Mumbai, Sep 23 (IANS) The tax cuts on corporates can lead to a fiscal tightrope walk of 23 bps slippages and there can be step-up in divestments proceeds to Rs 1.35 trillion as well as curb in public expenditures to meet the shortfall, said a broking house-analyst report from DBS-Emkay.
"The tax revenues let go off through this announcement could add to the fiscal strain of the government. We believe this will be offset by - higher disinvestment activity (we pencil Rs 1.35 trillion vs. budgeted Rs 1.05 trillion) including possible strategic divestments, higher dividends/buybacks by PSUs and as a last resort might lower public expenditure (capex). In spite of these assumptions, we see about 23 bps fiscal slippage. This could lead to yields hardening. However, overall, the non-inflationary nature of these actions could still allow the RBI to go for a 50 bps rate cut in October MPC", the DBS-Emkay report said while adding the tax cuts are a bold step to revive economy.
The government has projected Rs 1.45 trillion in revenue losses to come from this announcement (this is 19 per cent of the budgeted corporate tax receipts of the government for FY20), leading to a 6 per cent decline in corporate tax receipts year-on-year, it said
"Our analysis of BSE-500 companies, whose tax contributions account for one-third of all corporate tax receipts of the government, should see a 12 per cent drop in their tax bill on their FY19 numbers. Thus, the government math does not seem too off. This move along with excess transfers from the RBI might have an impact of 30-40 bps on fiscal deficit. This gap of Rs 0.9 trillion may need to be offset by either curbing expenditure, or disinvestments in excess of target of Rs 1.05 trillion", the report said.
The Finance Minister on Sunday said as of now there is no plan to revise any of the Budget targets and will be looked at the revised estimates stage.
In a surprise event, the government on Friday announced sharp cuts in corporate tax rates. At the new tax slabs, India becomes aligned with regional peers, and indeed offers among the best tax rates for new manufacturing facilities, it said.
"We see these measures as bringing India back into favour for FPIs: after factoring in just the base tax benefit increase of ~8.5 per cent of large-cap indices, India's PE premium over EM is still well below historical averages (35 per cent vs. 52 per cent during Modi's first term), even after Friday's rally.
"We thus expect India to see a return of foreign flows -- or at least stop underperforming other EMs on flows -- thus overall supporting valuation multiples. Impact should play out over multiple years and the first-order benefit of the cut is of course the immediate impact on corporate profitability. In our analysis, Nifty EPS should see ~8.5 per cent EPS benefit (all else unchanged). The second-order benefit could come from how companies choose to use these savings like price cuts to pass on to customers (we expect them from some chemical and consumer-facing companies), higher spends to grow business (advertising and promotions), and the kick-start of small ticket/brownfield capex.

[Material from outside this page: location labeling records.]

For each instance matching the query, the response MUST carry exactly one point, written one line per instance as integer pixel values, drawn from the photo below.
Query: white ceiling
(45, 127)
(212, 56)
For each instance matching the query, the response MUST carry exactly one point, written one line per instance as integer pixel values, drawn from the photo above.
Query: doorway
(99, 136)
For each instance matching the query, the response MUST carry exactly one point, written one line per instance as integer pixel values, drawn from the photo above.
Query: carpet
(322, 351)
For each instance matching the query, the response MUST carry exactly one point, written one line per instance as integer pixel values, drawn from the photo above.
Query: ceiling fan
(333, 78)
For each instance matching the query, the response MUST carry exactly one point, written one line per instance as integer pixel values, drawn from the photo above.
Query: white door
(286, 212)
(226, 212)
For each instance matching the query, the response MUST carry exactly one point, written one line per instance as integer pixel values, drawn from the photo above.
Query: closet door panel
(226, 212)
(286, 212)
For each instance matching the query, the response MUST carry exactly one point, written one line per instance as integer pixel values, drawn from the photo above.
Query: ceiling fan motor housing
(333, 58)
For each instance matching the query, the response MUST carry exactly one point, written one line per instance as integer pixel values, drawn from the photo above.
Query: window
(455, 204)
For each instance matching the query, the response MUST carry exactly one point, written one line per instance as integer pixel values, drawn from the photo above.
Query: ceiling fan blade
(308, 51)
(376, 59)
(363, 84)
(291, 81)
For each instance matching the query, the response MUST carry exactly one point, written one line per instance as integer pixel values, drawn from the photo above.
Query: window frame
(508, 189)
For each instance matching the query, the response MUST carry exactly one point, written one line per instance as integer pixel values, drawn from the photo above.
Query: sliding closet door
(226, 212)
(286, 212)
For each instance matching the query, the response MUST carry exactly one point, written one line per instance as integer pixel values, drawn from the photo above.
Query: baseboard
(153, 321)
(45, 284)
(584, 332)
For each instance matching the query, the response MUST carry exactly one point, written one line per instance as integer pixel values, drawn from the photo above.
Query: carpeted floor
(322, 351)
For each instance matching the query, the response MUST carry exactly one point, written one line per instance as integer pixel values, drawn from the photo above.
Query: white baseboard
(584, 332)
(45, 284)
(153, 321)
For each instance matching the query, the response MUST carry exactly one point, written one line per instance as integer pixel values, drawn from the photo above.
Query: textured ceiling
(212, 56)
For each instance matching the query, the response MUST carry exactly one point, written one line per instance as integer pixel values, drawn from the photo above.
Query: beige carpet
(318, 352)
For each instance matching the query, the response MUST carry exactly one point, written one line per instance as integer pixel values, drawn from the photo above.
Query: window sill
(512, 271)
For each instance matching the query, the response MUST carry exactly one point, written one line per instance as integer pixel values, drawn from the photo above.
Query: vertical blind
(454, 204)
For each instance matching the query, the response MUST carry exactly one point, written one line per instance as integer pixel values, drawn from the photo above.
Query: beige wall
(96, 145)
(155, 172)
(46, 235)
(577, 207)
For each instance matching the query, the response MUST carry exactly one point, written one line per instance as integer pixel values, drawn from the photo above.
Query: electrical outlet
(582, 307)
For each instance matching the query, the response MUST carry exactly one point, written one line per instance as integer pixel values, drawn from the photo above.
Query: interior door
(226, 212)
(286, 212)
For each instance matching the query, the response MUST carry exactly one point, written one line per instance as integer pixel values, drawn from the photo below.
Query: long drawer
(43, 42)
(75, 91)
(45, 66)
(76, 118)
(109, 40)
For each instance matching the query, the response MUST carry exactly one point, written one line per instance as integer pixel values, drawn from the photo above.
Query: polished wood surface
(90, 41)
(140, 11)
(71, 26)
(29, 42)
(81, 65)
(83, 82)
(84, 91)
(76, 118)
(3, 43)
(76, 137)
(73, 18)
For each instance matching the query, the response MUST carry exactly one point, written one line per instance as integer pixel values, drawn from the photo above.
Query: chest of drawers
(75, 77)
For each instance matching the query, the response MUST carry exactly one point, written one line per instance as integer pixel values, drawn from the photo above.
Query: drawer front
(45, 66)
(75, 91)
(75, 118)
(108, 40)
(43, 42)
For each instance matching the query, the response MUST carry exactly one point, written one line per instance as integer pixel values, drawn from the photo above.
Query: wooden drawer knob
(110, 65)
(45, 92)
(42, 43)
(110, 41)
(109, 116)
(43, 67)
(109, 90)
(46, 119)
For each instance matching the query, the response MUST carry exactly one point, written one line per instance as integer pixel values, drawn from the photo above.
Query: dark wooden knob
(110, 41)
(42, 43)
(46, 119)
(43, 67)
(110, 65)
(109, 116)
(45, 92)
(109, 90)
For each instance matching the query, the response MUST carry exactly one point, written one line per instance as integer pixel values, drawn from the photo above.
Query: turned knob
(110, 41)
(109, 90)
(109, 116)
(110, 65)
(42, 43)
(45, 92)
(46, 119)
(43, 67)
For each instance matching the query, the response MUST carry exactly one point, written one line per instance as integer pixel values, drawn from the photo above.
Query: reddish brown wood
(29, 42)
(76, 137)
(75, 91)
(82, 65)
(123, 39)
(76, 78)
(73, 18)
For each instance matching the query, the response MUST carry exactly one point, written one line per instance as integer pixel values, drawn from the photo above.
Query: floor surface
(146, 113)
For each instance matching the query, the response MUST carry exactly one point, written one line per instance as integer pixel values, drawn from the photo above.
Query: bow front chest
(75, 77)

"Large-ticket capex could take some time to revive, given the continuing bottlenecks such as land acquisition and clearances. The third-order impact, in terms of FDI/strategic foreign investments into India, could take a while, but the foundations have been firmly set with the rationalization of taxes," said the report. Our first-cut analysis of the Nifty-50 stocks suggests about 20 Nifty stocks should see in excess of 10 per cent earnings upsides due to this announcement, while the Nifty as a whole should see 8 per cent EPS benefit for FY21, it pointed.
The report also added the government's big fiscal push through tax cuts should make India competitive. Slashing the corporate taxes, although hits the fiscal deficit space, could attract FDI inflows (where the focus is shifting from China) and kick start the private investment cycle. This impact, unlike the cash dole outs, may not be very inflationary. This, along with accommodative monetary policy, can have a positive impact on growth, it said.